10B. Intracerebral haemorrhage (ICH)

Page created on June 3, 2021. Last updated on March 26, 2022 at 17:28


Intracerebral haemorrhage (ICH) refers to haemorrhage into the brain parenchyme. It’s one form of haemorrhagic stroke.

We can distinguish two usual presentations of ICH. The typical presentation is in an elderly patient with hypertension, who has haemorrhage in deep brain structures, like basal ganglia, thalamus, pons, and/or cerebellum. This occurs due to rupture of microaneurysms in the brain which occur due to chronic hypertension. This is the most common presentation.

The other presentation is the atypical one, which occurs in younger or normotensive patients, who rather have haemorrhage in the cortical lobes. This occurs due to rupture of vascular malformations, coagulation disorders, or due to cerebral amyloid angiopathy.
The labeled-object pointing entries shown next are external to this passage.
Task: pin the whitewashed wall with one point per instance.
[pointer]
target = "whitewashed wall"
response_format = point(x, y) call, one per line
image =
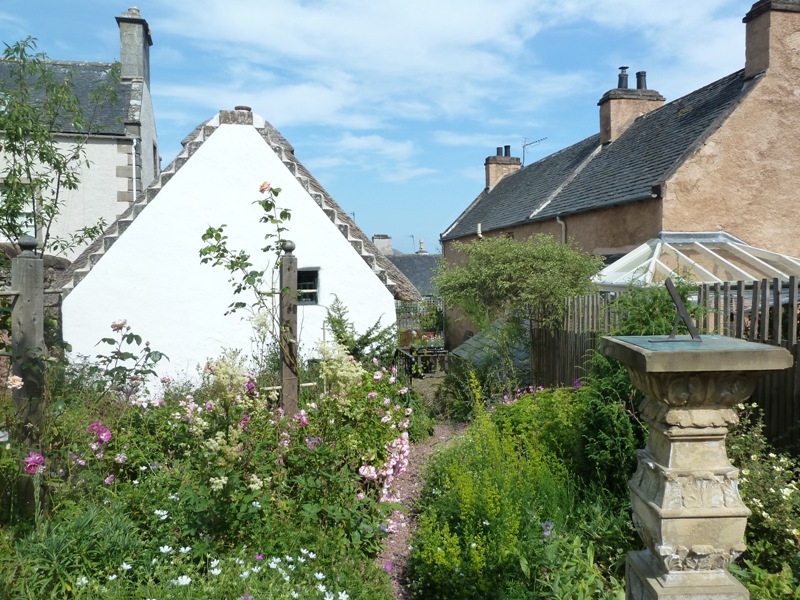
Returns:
point(96, 195)
point(152, 276)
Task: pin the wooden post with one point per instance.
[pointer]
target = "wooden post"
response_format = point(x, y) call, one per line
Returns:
point(27, 340)
point(27, 353)
point(288, 330)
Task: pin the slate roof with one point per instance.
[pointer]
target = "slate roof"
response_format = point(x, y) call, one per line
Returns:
point(419, 268)
point(589, 176)
point(107, 117)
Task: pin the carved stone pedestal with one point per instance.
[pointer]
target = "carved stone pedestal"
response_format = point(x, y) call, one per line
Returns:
point(685, 494)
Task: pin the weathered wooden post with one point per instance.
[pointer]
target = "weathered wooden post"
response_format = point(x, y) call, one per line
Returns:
point(27, 351)
point(27, 340)
point(288, 329)
point(685, 494)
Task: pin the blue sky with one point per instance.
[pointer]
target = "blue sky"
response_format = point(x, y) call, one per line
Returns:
point(395, 105)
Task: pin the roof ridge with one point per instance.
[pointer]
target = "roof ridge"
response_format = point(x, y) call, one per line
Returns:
point(397, 283)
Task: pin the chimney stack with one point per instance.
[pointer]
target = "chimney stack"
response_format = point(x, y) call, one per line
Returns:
point(622, 106)
point(622, 79)
point(134, 45)
point(767, 43)
point(500, 165)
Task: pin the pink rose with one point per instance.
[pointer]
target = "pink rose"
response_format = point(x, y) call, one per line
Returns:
point(119, 325)
point(34, 463)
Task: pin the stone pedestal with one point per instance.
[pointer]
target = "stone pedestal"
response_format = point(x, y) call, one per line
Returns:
point(685, 494)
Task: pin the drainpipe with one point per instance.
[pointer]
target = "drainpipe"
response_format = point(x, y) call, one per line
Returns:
point(563, 229)
point(133, 175)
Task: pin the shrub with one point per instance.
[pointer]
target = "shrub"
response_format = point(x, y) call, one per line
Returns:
point(769, 484)
point(492, 509)
point(216, 473)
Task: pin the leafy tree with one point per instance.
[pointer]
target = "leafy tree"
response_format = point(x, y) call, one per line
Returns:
point(376, 342)
point(521, 283)
point(35, 167)
point(515, 280)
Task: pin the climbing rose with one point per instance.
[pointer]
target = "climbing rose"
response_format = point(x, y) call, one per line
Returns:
point(119, 325)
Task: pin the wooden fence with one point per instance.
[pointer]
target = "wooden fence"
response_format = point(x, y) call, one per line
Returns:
point(763, 311)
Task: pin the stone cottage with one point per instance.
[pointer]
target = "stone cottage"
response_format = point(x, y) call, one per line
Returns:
point(720, 159)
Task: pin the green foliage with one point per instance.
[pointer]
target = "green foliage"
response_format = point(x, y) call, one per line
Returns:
point(515, 280)
point(548, 420)
point(36, 167)
point(650, 310)
point(769, 483)
point(502, 518)
point(244, 276)
point(781, 585)
point(459, 393)
point(611, 429)
point(123, 370)
point(197, 484)
point(376, 342)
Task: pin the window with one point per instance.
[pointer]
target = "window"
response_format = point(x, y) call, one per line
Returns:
point(307, 286)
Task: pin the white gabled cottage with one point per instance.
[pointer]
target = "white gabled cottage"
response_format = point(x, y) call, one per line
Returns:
point(147, 269)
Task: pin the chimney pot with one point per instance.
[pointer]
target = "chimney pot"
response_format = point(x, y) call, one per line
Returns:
point(500, 165)
point(622, 80)
point(134, 42)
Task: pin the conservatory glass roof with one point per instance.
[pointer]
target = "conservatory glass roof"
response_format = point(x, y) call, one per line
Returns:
point(698, 258)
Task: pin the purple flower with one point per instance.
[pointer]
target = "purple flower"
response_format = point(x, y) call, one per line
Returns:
point(104, 435)
point(547, 526)
point(302, 418)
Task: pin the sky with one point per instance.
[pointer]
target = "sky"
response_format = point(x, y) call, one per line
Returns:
point(395, 105)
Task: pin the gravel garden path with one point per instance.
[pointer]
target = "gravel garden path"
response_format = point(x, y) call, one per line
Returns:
point(394, 556)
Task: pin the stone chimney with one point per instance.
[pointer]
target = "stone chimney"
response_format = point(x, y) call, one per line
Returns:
point(770, 25)
point(134, 45)
point(621, 106)
point(500, 165)
point(383, 243)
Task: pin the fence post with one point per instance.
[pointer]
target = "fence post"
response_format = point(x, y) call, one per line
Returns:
point(288, 329)
point(27, 340)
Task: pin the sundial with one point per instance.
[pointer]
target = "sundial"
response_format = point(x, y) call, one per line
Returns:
point(681, 314)
point(690, 353)
point(684, 494)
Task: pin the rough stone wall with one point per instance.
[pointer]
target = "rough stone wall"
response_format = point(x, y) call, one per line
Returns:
point(744, 179)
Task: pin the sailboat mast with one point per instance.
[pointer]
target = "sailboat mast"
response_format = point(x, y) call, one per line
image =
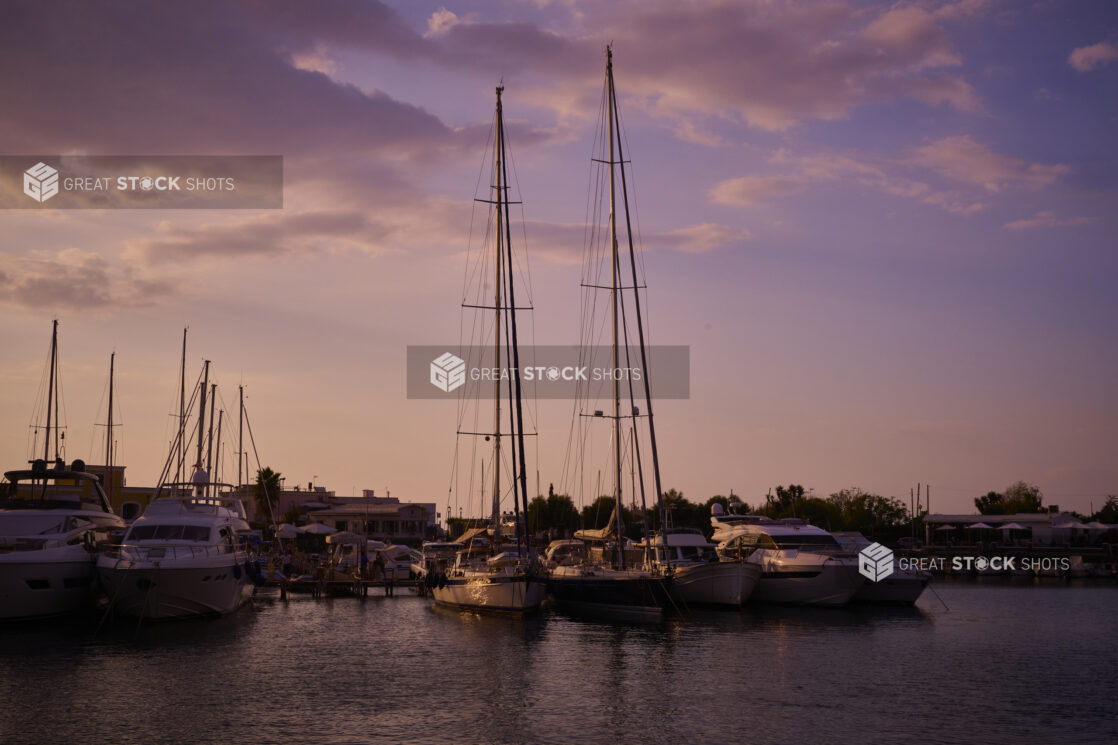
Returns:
point(50, 393)
point(240, 437)
point(496, 342)
point(201, 414)
point(615, 298)
point(512, 341)
point(109, 433)
point(217, 461)
point(209, 439)
point(182, 406)
point(640, 322)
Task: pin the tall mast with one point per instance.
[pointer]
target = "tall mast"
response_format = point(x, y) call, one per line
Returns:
point(217, 461)
point(182, 406)
point(640, 322)
point(109, 433)
point(240, 437)
point(496, 341)
point(615, 296)
point(201, 414)
point(512, 341)
point(209, 440)
point(50, 394)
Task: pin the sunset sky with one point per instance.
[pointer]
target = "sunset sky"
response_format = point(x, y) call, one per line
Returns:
point(887, 230)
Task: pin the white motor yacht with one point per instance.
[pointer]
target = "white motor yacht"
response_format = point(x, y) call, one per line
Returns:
point(698, 575)
point(901, 587)
point(801, 564)
point(181, 558)
point(51, 525)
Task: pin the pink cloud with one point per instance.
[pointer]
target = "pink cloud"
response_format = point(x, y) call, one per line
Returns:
point(1092, 57)
point(963, 158)
point(1044, 219)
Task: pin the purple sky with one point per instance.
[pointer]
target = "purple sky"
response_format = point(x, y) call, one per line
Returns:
point(887, 230)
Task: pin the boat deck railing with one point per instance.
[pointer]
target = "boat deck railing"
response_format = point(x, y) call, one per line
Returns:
point(135, 553)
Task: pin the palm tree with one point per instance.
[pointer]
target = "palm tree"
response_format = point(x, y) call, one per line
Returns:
point(267, 490)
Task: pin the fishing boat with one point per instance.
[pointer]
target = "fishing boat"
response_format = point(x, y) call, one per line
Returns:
point(489, 574)
point(53, 521)
point(801, 564)
point(617, 587)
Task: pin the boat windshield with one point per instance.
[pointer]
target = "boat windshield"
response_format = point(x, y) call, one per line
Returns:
point(196, 533)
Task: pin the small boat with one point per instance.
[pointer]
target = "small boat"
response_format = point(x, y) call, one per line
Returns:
point(698, 575)
point(901, 587)
point(801, 564)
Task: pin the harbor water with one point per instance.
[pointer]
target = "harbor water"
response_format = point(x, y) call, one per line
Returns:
point(1001, 663)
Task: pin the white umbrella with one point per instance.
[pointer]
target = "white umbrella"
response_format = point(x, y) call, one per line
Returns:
point(346, 537)
point(287, 530)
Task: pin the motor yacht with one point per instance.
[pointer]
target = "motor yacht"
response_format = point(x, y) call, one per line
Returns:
point(53, 521)
point(801, 564)
point(900, 587)
point(698, 575)
point(181, 558)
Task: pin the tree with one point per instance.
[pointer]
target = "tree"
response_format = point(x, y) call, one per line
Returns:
point(1109, 511)
point(267, 490)
point(991, 503)
point(1020, 497)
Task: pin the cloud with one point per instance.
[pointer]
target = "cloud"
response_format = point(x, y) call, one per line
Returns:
point(1092, 57)
point(963, 158)
point(1044, 219)
point(804, 172)
point(73, 279)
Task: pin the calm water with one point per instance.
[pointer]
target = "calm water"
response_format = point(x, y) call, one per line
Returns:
point(1005, 663)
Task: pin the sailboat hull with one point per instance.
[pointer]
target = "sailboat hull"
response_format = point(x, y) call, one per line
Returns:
point(492, 594)
point(719, 584)
point(616, 595)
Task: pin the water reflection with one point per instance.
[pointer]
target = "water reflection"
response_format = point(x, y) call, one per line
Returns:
point(349, 670)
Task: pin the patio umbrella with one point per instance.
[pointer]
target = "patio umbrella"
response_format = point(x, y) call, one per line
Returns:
point(287, 530)
point(346, 537)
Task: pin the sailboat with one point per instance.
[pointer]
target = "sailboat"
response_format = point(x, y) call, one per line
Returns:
point(53, 520)
point(613, 586)
point(486, 575)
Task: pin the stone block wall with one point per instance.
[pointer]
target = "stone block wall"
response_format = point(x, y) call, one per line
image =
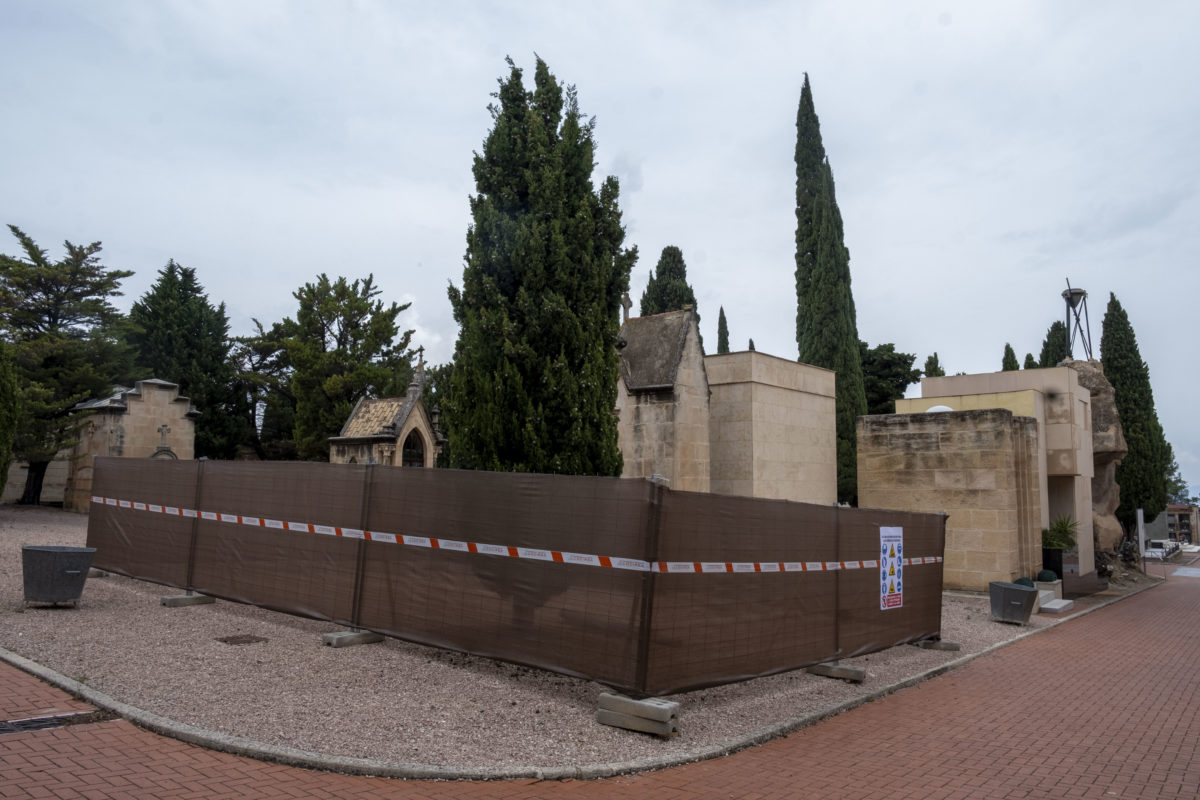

The prognosis is poor, 50% of patients die within 30 days.


  • Typical ICH
    • Hypertensive vasculopathy
    • Anticoagulation
  • Atypical ICH
    • Vascular malformation (mostly in younger patients)
    • Cerebral amyloid angiopathy (mostly in older patients)
    • Anticoagulant therapy or coagulation disorders
    • Trauma

Clinical features

As a form of stroke, ICH can’t be distinguished from ischaemic stroke clinically. However, certain features are more likely in ICH, including symptoms progressing gradually over minutes or hours, and symptoms like severe headache, vomiting, loss of consciousness, and severe hypertension.

Specific symptoms can occur depending on the location of the bleeding. If in the cerebellum, cerebellar symptoms can occur. If in the pons, tetraplaegia, pinpoint pupils, and brainstem symptoms can occur. Seizures occur almost exclusively in ICH which affects the cortical lobes.

Diagnosis and evaluation

As a form of stroke, native CT should be performed ASAP. The haemorrhage is visible as a hyperdense lesion in the brain parenchyma.

If the presentation is atypical, i.e. the patient is young or normotensive, or the CT shows lobar ICH, then the underlying etiology must be determined by further examinations. CT or MR angiography or DSA can show vascular malformations, and if negative we should screen for a bleeding disorder. Cerebral amyloid angiopathy usually causes multiple small haemorrhages.


Treatment is mainly supportive. It’s important to stabilize the patient, decrease blood pressure to 140/90, and reverse anticoagulation if present.

Surgical evacuation of the haematoma can be performed if there is brain herniation or large cerebellar haematoma.

If there is blood in the ventricles, we may drain it or apply thrombolytics intraventricularly to prevent hydrocephalus.